# Help Front air ride wont fill up



## 96jettatrekdawg (Sep 12, 2011)

So 1 can not figure out why both front bags wont fill up with air? This is a friends car he used a junp pack for a few days until he got to buying a new battery. I installed battery and air ride started to work again perfectly for 3 days straight! Then out of nowhere it lost all its air and is flat 0psi up fron. Sounds like rear is leaking slowly? I am stuck I thought the relay but couldnt even find it under dash 
?  Oem air suspension blows!


----------



## 96jettatrekdawg (Sep 12, 2011)

it is hissing coming out of front passenger wheel well but i do not feel air? could it be 1 bad bag or maybe sensor is stuck? Or is the dump valve stuck open? Also the blinkers only work when they want to and the traction control doesnt work either? Hope it isnt a electric gremlin!


----------



## AndyTR32 (Jun 4, 2003)

Check passenger foot well for moisture. If there's moisture, it's a clogged drain under the battery. The blinker and air suspension issues could be totally separate. Water in the footwell will cause weird electrical issues. Stability and comfort modules are located there.


----------



## 96jettatrekdawg (Sep 12, 2011)

well I di check all that actually just replaced the battery like I stated and Cleaned entire inside of cowl while in there. Also no moisture on passenger floor board either? Car is still at 0 psi for my poor customer! 
Wonder if the air ride computer went bad? would that be why it sits at 1 set height consistently?


----------



## jdonovan26 (Apr 1, 2009)

You could have a bad bag. With the car on and compressor pumping (does the compressor turn on) spray the bags with something that will bubble so you can see leaks.
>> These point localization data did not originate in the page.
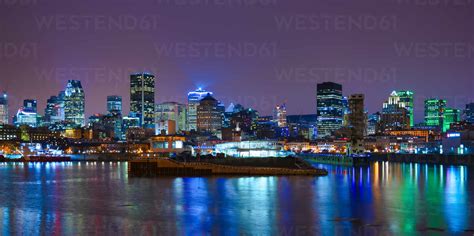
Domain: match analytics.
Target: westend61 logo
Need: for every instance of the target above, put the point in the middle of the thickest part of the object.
(437, 2)
(224, 3)
(216, 49)
(97, 22)
(326, 22)
(340, 74)
(11, 50)
(18, 2)
(461, 50)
If you don't see leaks check the relay under the dash, if you look on here there are instructions. 

Check the air line on the compressor, if the nut is loose you'll lose all your pressure there. 


Sent from my iPhone using Tapatalk - now Free


----------



## 96jettatrekdawg (Sep 12, 2011)

i got a new relay but dont know what one it is under the dash? i suck lol gonna keep searching for the write up. thanks for the ideas will check all bags and lines the front right bag makes a hissing maybe the line leaking?


----------



## 96jettatrekdawg (Sep 12, 2011)

so i replaced the front passenger air strut there was a small pin hole tear in it and then air suspension started to work again. gave the guy his car back and he called me today to tell me the air ride is not functioning?:thumbdown:


----------